Klaus Heinemann, CEO of AerCap, commented: “AerCap’s full year 2010 key financial highlights establish a new benchmark for the three P’s that define a successful aircraft lessor. First, the Platform: AerCap’s Operating Platform, managing global airline, manufacturer and investor relationships, is now among the three leading franchises and the largest independent franchise measured by aircraft asset value. Second, the Portfolio: AerCap’s Aircraft Asset Portfolio consists primarily of the youngest, most fuel-efficient aircraft currently in production. The success of this Portfolio is best highlighted by its 2010 net spread of $666 million. Third, the Profitability: AerCap’s 2010 Profit of $224 million after adjustments sets a new record in AerCap’s history. Our earnings per share of $1.95 after adjustments highlights our ability to effectively integrate transactions such as the Genesis amalgamation and the Waha transaction without dilutive effects for existing shareholders, even in the year of completion.”

AerCap’s CFO, Keith Helming, added: “2010 represents an outstanding year for AerCap marked by several noteworthy financial achievements. The Company had a 83% rise in total revenue compared to 2009 driven by strong sales. Our net spread and net income rose by 43% and 26%, respectively, for the full year 2010, both representing historic highs for the Company. Our lease assets grew 54% during 2010, driven by the Genesis Transaction and forward order aircraft deliveries. In addition, our growth commitments continue to be well supported by our financing partners, as we entered into debt facility agreements totaling $1.6 billion in 2010. Finally, we ended fiscal year 2010 with $627 million of cash, which when combined with the financing commitments positions AerCap to benefit further from the recovery of the global aviation sector.”

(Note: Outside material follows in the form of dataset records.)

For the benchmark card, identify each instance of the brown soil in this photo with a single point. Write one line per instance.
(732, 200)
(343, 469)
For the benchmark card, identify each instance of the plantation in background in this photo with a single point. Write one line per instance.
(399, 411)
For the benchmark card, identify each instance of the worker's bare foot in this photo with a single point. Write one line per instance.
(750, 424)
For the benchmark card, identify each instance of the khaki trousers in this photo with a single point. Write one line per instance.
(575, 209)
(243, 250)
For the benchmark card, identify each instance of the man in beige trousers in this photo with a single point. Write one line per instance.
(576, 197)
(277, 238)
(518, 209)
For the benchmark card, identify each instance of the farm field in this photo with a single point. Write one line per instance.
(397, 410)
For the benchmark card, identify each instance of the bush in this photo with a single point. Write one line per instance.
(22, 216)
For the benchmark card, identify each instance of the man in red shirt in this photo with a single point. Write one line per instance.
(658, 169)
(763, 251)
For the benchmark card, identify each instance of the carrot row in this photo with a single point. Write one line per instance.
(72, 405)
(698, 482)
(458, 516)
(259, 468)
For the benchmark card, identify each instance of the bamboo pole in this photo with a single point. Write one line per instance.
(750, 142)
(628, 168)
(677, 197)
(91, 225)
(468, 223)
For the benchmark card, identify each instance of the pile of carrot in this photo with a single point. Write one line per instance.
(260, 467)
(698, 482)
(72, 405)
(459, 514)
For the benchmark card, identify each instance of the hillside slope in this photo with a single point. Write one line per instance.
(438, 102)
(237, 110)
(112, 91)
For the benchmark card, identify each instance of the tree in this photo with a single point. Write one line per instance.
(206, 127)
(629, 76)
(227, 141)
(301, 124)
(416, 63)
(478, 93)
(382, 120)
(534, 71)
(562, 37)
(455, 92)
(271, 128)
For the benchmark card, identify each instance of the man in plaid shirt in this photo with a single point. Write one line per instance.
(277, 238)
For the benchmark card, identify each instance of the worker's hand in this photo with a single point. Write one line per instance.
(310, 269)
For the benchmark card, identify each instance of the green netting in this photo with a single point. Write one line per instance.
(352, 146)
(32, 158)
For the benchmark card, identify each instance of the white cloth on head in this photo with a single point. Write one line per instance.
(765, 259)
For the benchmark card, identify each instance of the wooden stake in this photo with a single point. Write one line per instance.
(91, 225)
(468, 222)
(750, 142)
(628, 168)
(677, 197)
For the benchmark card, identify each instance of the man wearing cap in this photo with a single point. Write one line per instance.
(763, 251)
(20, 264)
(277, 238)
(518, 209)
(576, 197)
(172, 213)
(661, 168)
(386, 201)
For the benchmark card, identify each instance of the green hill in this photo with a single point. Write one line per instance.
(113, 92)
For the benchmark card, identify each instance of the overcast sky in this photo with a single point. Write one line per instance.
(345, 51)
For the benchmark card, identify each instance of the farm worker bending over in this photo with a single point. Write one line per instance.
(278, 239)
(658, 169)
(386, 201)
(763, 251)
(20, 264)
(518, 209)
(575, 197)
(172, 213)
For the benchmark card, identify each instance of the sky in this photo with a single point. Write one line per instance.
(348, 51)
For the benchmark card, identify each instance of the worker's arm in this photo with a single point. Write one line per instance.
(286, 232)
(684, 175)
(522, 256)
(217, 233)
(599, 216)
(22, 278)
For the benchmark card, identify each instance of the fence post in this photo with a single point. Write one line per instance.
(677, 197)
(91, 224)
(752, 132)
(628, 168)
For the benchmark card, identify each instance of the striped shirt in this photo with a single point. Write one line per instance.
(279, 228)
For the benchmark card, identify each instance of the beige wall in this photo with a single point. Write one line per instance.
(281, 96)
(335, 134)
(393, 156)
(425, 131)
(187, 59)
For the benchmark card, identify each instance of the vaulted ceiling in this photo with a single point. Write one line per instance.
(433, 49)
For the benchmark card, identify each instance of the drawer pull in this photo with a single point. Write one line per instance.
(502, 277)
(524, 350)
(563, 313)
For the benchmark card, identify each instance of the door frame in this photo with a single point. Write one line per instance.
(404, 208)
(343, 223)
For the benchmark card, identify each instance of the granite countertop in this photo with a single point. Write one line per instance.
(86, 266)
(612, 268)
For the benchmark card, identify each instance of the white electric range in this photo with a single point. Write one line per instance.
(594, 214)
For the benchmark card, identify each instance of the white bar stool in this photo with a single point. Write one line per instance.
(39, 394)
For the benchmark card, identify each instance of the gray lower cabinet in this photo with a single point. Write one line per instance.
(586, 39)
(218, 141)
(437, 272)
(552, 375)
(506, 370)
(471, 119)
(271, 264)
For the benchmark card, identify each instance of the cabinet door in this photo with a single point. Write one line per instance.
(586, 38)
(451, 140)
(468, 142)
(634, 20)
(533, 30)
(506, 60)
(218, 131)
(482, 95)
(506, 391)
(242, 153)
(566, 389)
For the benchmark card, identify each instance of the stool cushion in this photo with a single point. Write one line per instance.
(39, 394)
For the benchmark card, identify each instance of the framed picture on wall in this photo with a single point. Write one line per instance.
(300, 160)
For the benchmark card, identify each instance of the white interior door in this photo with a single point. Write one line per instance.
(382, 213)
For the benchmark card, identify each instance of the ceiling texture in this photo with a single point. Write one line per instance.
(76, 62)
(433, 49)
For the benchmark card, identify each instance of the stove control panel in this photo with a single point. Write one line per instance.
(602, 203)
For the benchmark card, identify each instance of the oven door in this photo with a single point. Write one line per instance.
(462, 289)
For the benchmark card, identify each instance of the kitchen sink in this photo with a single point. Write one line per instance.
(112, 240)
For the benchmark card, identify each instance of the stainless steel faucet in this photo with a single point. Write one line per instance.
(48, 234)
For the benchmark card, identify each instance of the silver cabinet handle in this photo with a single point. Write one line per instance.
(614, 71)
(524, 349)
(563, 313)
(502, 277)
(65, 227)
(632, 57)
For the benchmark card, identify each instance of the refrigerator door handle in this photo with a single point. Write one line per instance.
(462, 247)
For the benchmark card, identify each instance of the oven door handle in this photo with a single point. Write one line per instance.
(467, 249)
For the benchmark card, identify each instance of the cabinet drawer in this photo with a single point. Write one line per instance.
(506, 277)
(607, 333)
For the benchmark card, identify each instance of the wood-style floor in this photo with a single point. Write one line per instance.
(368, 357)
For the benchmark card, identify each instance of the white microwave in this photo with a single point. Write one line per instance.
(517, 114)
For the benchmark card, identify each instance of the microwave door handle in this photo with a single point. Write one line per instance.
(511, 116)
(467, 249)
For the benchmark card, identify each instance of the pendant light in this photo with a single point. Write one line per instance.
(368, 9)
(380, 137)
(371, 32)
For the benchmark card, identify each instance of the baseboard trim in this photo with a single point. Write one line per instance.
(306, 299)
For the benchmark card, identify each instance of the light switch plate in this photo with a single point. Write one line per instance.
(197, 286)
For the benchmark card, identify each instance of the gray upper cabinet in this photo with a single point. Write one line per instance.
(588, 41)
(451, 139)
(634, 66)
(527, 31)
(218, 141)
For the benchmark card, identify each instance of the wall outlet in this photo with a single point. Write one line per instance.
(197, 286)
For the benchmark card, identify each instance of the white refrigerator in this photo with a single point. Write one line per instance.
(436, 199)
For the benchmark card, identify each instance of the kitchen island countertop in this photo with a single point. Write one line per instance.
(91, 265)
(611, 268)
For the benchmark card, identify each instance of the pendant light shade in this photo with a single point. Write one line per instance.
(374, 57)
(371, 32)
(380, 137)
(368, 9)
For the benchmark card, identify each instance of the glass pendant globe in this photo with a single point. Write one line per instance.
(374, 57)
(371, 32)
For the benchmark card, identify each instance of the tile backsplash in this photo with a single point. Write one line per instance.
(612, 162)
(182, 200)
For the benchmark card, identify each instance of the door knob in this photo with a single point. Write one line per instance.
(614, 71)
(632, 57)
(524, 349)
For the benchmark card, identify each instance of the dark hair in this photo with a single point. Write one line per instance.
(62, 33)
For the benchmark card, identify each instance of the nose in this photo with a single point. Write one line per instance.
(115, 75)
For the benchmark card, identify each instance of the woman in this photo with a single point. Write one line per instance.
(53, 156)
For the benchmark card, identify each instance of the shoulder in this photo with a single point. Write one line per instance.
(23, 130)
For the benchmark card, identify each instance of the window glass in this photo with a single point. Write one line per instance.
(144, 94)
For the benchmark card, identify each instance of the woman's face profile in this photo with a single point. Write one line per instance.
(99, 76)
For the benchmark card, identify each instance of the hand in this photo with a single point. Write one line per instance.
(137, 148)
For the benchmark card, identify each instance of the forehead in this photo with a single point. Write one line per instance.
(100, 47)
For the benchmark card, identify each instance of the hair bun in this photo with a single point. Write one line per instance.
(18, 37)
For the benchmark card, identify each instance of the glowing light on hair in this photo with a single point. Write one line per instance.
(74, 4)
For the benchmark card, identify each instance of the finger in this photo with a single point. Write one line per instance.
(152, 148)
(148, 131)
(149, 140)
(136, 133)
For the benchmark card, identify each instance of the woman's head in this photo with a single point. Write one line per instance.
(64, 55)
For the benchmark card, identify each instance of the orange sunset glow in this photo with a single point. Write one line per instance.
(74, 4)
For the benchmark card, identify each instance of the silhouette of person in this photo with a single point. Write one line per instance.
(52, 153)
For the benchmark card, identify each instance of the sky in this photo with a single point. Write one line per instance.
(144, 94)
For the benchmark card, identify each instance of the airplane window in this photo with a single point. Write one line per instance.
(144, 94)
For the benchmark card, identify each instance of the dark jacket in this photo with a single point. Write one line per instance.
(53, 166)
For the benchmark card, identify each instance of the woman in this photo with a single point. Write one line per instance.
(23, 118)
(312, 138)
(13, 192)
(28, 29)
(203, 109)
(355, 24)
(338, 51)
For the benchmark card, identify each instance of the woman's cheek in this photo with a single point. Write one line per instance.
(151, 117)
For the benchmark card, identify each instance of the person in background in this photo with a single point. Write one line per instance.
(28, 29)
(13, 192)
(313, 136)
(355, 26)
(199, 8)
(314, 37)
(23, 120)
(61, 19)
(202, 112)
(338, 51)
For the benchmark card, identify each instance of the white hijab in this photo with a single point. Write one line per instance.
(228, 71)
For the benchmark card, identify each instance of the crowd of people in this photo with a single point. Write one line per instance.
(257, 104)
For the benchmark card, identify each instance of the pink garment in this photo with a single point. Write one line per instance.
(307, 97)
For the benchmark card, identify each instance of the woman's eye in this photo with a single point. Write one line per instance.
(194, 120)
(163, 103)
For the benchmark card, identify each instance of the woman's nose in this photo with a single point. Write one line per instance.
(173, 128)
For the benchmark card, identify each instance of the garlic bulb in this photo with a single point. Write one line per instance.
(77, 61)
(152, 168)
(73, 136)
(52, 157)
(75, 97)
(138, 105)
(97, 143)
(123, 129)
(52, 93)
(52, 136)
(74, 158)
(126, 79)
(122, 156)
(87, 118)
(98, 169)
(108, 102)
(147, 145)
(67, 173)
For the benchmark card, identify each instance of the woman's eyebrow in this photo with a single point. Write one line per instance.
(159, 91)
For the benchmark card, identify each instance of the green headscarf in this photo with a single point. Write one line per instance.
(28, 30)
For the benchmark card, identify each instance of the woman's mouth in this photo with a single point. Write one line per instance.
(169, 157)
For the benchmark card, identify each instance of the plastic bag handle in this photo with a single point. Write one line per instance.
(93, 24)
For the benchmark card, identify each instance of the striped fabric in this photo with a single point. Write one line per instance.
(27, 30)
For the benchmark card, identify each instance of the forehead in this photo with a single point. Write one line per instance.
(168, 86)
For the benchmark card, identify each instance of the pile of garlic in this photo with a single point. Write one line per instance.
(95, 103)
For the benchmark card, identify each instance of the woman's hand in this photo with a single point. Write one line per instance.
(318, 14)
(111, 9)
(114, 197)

Summary of Financial Results

AerCap recorded fourth quarter 2010 net income of $72.4 million or $0.53 earnings per basic and diluted share. Fourth quarter 2010 net income included net income relating to mark-to-market of interest rate caps and share-based compensation of $16.1 million or $0.12 per basic and diluted share, net of tax. The after-tax gain relating to the mark-to-market of our interest rate caps was $17.5 million and the after-tax charge from share-based compensation was $1.4 million.